Mais, dans tous les cas, un facteur est toujours vital : la couverture des zones rurales par le haut débit. À ce propos, monsieur le ministre, je réitère mon souhait de voir le Gers devenir un territoire d’expérimentation pour la technologie 4G.

Si la couverture numérique du territoire est un enjeu, c’est aussi parce qu’elle doit limiter l’hémorragie de l’exode rural en permettant, grâce aux implantations de micro-entreprises ou de PME, la création d’emplois pour ceux qui peinent à conserver un travail dans l’agriculture.

M. Yvon Collin. Très bien !

M. Aymeri de Montesquiou. Je souligne que le budget de la mission « Agriculture, pêche, alimentation, forêt et affaires rurales » préserve les crédits destinés à favoriser l’installation de sept mille jeunes agriculteurs – une mesure que je soutiens chaque année.

La PAC est indispensable : elle offre un marché et des prix à l’agriculture française. Néanmoins, ne pourrait-on pas prévoir, au nom du principe de subsidiarité, un prix garanti des céréales pour un volume donné de production à l’hectare ?

Cette mesure donnerait aux agriculteurs des régions moins fertiles la possibilité de vivre décemment. Et au-delà du plafond, la production se négocierait au prix du marché. De cette façon, notre agriculture pourrait être maintenue dans tous les territoires ruraux. Il s’agirait, en somme, de garantir un juste prix en rémunérant le travail de façon juste.

Le réseau rural français, cofinancé par le Fonds européen agricole pour le développement rural, le FEADER, est dynamique et innovant.

La taxe frappant les plus-values réalisées lors de la vente de terres rendues constructibles contribuera à la préservation des surfaces agricoles, alors que 93 000 hectares sont urbanisés chaque année.

Les exportations agricoles affichent un solde positif de 8,2 milliards d’euros.

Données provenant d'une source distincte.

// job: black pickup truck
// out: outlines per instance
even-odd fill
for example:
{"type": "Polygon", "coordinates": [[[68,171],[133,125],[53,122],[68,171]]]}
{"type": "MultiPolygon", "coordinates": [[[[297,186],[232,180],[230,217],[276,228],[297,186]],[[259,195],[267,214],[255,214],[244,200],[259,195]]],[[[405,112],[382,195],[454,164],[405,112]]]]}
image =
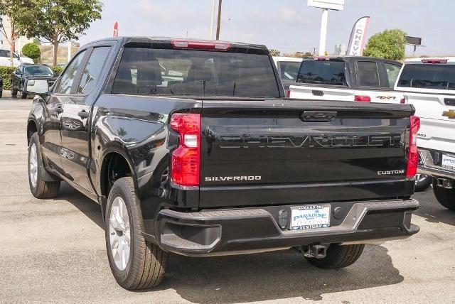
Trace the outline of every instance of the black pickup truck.
{"type": "Polygon", "coordinates": [[[65,181],[100,203],[127,289],[158,285],[168,252],[295,248],[342,268],[365,243],[419,230],[413,114],[286,99],[263,45],[109,38],[35,97],[30,189],[50,198],[65,181]]]}

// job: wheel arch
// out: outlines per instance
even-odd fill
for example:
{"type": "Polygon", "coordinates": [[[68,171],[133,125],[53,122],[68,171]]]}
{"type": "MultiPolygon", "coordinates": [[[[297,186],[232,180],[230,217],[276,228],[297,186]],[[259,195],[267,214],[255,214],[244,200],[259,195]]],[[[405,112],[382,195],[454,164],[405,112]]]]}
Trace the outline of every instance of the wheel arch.
{"type": "MultiPolygon", "coordinates": [[[[119,174],[117,177],[117,179],[121,178],[125,176],[131,176],[133,179],[133,183],[134,185],[134,191],[138,197],[138,205],[136,206],[137,214],[139,215],[139,219],[141,221],[141,226],[144,228],[144,223],[142,219],[142,212],[140,206],[140,200],[139,200],[139,188],[137,185],[137,177],[136,171],[134,170],[134,162],[129,155],[128,149],[120,143],[112,141],[109,143],[107,148],[105,148],[102,156],[100,163],[101,164],[100,167],[100,173],[98,174],[97,182],[100,188],[100,195],[101,197],[105,197],[105,201],[107,202],[107,199],[109,196],[109,192],[113,184],[109,185],[109,174],[112,168],[112,165],[118,166],[114,167],[119,168],[118,171],[119,174]],[[127,172],[122,172],[123,169],[127,169],[127,172]],[[124,174],[122,174],[124,173],[124,174]]],[[[102,214],[105,212],[105,204],[102,204],[102,214]]]]}
{"type": "Polygon", "coordinates": [[[38,132],[38,124],[33,119],[28,119],[27,123],[27,146],[30,143],[30,139],[35,132],[38,132]]]}

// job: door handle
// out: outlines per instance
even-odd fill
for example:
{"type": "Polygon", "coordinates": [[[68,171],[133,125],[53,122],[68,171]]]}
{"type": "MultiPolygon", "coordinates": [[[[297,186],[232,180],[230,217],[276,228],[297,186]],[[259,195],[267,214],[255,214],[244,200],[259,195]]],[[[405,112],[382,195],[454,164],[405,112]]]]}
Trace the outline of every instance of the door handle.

Mais la France, premier exportateur mondial il y a peu dans le secteur agroalimentaire, a régressé au troisième rang européen.

Cette année, cependant, nous constatons avec satisfaction que nos exportations sont en forte croissance.

Les raisons en sont que nos signes officiels de qualité sont reconnus, que l’agriculture biologique se développe, que les producteurs se regroupent et que les opérateurs tournés vers l’international sont efficaces.

Mais qu’en est-il de l’idée, évoquée l’an dernier, d’une bannière unique « France » ?

Vous devez, monsieur le ministre, concevoir une stratégie pour notre agriculture. Donnez à nos paysans et à toute la filière agricole et agroalimentaire française les moyens de conquérir une part du gigantesque marché que représenteront, en 2050, les neuf milliards d’êtres humains !

Le monde fait face au défi, colossal, d’augmenter la production agricole de 70 %. Nous devons contribuer fortement à le relever.

La crise financière, économique et alimentaire frappe plus durement les pays pauvres et 20 % de la population mondiale est sous-alimentée. C’est d’autant plus inacceptable que les spéculations sur les matières premières agricoles aggravent dramatiquement la situation.

Sous l’impulsion du Président de la République, vous avez réuni, cette année pour la première fois, le G20 agricole. La négociation que vous avez menée était difficile, parce que les organisations internationales et, surtout, les pays avaient des intérêts divergents. Mais elle a abouti parce que, selon votre propre expression, « elle avait une âme ».

L’agriculture du XXIe siècle, sous l’égide des Nations unies, refuse de laisser des humains mourir de faim ; elle devra être responsable, solidaire et généreuse.

Monsieur le ministre, vous avez donné une âme à la négociation agricole internationale ; vous saurez lui donner un cœur si vous lui donnez une stratégie à la dimension de ses espoirs !

Les membres du groupe UCR voteront les crédits de la mission « Agriculture, pêche, alimentation forêt et affaires rurales », ainsi que du compte d’affectation spéciale « Développement agricole et rural ». (Applaudissements sur les travées de lUCR et de lUMP – M. Yvon Collin applaudit également.)